16. Apr. 2018

SV-Reform: Das Tauziehen hat begonnen

GKKs und Ärztekammern bringen sich geschlossen in Stellung gegen die geplanten Kassenfusionen. Auch der AUVA soll es an den Kragen gehen, sie wehrt sich. Die Ministerin bleibt vorerst unerbittlich. (Medical Tribune 15/18)

Das gab’s noch nie: Die Spitzen von Kammer & Kasse auf einem Fleck. Sie sind fest entschlossen, der Regierung die Zähne zu zeigen. Nach dieser Zusammenkunft in Salzburg ist Anfang Juni ein Treffen in Linz geplant.

Am Karfreitag herrschte emsige Betriebsamkeit in Salzburg, von Osterfrieden keine Spur. Vertreter aller neun Gebietskrankenkassen und aller neun Landesärztekammern haben ein Konvolut gegen eine „Zerschlagung“ der regionalen „Netzwerke“ von Kassen und Ärztevertretung verfasst und einstimmig beschlossen.
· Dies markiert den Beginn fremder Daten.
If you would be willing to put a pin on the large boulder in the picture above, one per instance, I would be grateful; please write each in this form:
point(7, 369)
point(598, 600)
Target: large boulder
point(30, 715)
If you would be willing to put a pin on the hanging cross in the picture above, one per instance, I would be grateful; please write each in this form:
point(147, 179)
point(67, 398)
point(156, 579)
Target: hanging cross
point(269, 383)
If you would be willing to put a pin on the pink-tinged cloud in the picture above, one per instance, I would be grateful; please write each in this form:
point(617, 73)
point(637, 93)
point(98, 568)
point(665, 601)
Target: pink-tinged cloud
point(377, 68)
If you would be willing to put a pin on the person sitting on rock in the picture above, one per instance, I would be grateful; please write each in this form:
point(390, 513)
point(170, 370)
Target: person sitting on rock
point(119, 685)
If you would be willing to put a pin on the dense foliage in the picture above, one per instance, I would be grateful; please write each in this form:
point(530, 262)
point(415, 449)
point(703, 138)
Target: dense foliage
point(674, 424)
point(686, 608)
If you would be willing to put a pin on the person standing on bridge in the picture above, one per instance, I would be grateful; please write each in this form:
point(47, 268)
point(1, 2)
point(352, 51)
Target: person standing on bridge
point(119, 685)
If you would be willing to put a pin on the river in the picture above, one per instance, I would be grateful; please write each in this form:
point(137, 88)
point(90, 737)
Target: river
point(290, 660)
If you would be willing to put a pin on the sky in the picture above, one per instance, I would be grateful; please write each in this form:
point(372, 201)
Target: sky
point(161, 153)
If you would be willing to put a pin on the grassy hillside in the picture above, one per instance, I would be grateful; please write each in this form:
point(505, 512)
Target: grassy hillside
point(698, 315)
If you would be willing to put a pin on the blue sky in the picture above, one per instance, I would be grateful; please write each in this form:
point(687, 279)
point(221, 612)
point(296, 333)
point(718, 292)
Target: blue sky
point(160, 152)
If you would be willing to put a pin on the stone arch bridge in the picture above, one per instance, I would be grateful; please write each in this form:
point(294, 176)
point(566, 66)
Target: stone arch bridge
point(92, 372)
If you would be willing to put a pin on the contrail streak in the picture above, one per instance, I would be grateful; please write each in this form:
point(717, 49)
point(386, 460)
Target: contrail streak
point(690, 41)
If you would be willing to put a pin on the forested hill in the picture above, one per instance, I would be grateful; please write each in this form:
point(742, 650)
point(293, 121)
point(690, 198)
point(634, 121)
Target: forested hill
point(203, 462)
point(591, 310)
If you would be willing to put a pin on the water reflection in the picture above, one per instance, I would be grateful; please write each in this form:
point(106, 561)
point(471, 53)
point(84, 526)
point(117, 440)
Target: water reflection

Die sogenannte „Salzburger Deklaration“* enthält neun Punkte, die mehr oder weniger den Plänen der türkis-blauen Regierung zuwiderlaufen, hier gekürzt wiedergegeben:

  • Erhalt der regionalen Krankenversicherungen mit Planungs- und Beitragshoheit,
  • Absicherung der echten regionalen Selbstverwaltung aus Dienstnehmern und Dienstgebern in den Krankenkassen sowie Ablehnung der Reduktion der Selbstverwaltung auf ein reines Aufsichtsorgan,
  • autonome Finanzierung und Verwaltung der Krankenkassen und Beibehalt der Dualität der Beitragsprüfung durch Kassen und Finanzbehörden,
  • Fortbestand der bestehenden autonomen Gesamtvertragsstrukturen zwischen Kassen und Kammern,
  • Wiederherstellung jenes Zustands, der den Kassen die Abdeckung der versicherungsfremden Leistungen durch die Bundesregierung garantierte,
  • Solidarität und Risikoausgleich zwischen den Krankenversicherungen (Ausgleichsfonds),
  • Freiheit, Geldmittel in der Region auszugeben, wo sie erwirtschaftet wurden,
  • Berücksichtigung des Fachwissens der Ärzteschaft bei der Entscheidungsfindung im Gesundheitswesen sowie
  • rasche Maßnahmen laut Regierungsprogramm zur Stärkung der Wertschätzung der Kassenärzteschaft.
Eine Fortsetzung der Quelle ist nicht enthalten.